В доме она снова присела за покрытый белой скатертью стол в углу горницы, всё перед тем же круглым зеркалом. Над ней, под иконой в лампадке горел крошечный язычок пламени. Когда из открытого окна веяло свежим воздухом, он, как живой мотылек, отклонялся из стороны в сторону.
Анна Михайловна за деревянной перегородкой начала выкладывать продукты, делясь последними новостями:
– Теперича хлеб обещають на следующей неделе привезть. А Катька Гвоздева говорить – это потому, что скоро война. Бабы в очереди на неё накинулись, раскричалися: «Паникерша!» А она и есть паникерша. – Анна Михайловна тяжело вздохнула. – А так оно и, правда, у нас то война, то неурожай, а то просто всё отберуть… Но ничево, в избе запас есть – и соль, и спички, и мыло, и керосину я в прошлый привоз купила. Хоть всё одно не напасешьси…
Настя обернулась.
– Бабуль, у тебя случайно туши для ресниц нету? Может, мама оставляла? Я свою куда-то задевала, найти не могу.

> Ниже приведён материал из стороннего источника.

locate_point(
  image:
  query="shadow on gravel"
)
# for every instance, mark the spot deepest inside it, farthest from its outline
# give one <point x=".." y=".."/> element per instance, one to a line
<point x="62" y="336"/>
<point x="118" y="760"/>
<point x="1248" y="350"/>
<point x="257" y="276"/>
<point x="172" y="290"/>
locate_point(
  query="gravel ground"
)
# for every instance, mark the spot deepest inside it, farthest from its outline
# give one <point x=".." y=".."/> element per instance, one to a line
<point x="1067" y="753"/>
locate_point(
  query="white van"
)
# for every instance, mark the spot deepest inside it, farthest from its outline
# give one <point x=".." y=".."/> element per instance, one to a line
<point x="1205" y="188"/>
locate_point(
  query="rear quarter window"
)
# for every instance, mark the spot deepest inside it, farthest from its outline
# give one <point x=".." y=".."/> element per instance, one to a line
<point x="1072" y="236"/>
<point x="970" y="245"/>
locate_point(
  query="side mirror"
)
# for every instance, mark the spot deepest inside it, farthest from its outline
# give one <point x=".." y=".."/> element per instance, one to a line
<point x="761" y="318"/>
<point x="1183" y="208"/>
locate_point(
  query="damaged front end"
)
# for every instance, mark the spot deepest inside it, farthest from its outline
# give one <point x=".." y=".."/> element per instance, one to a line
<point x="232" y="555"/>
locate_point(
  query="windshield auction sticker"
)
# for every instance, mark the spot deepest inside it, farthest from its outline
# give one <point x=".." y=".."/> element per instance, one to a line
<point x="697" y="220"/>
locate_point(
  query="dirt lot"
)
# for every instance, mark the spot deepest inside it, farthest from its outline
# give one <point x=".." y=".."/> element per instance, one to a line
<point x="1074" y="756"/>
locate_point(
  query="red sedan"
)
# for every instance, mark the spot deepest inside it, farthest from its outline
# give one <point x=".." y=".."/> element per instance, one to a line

Женщина всплеснула руками.
– Господь с тобою, Настенька. Я ей сроду не пользуюсь, кажный день дела. Перед кем-ка, скажи на милость, мне красоту наводить, кады в деревне остались три с половиной калеки – одни старики да старухи. Летом понаедуть студенты да школьники. А так… – Она горько покачала головой с поседевшими волосами.
Настя вздохнула и начала копаться в косметичке.
– Куда она запропастилась?
– Ты к соседям сходи. У Таньки спроси. Она, чай, тоже – студентка. У неё должна быть.
– Да неудобно, бабуля.
Тушь Настя обнаружила на подоконнике и обрадовано воскликнула:
– Нашла! Ура!
– Вот радость. Ну и радость, – доброжелательно проворчала бабушка.
Они сели завтракать.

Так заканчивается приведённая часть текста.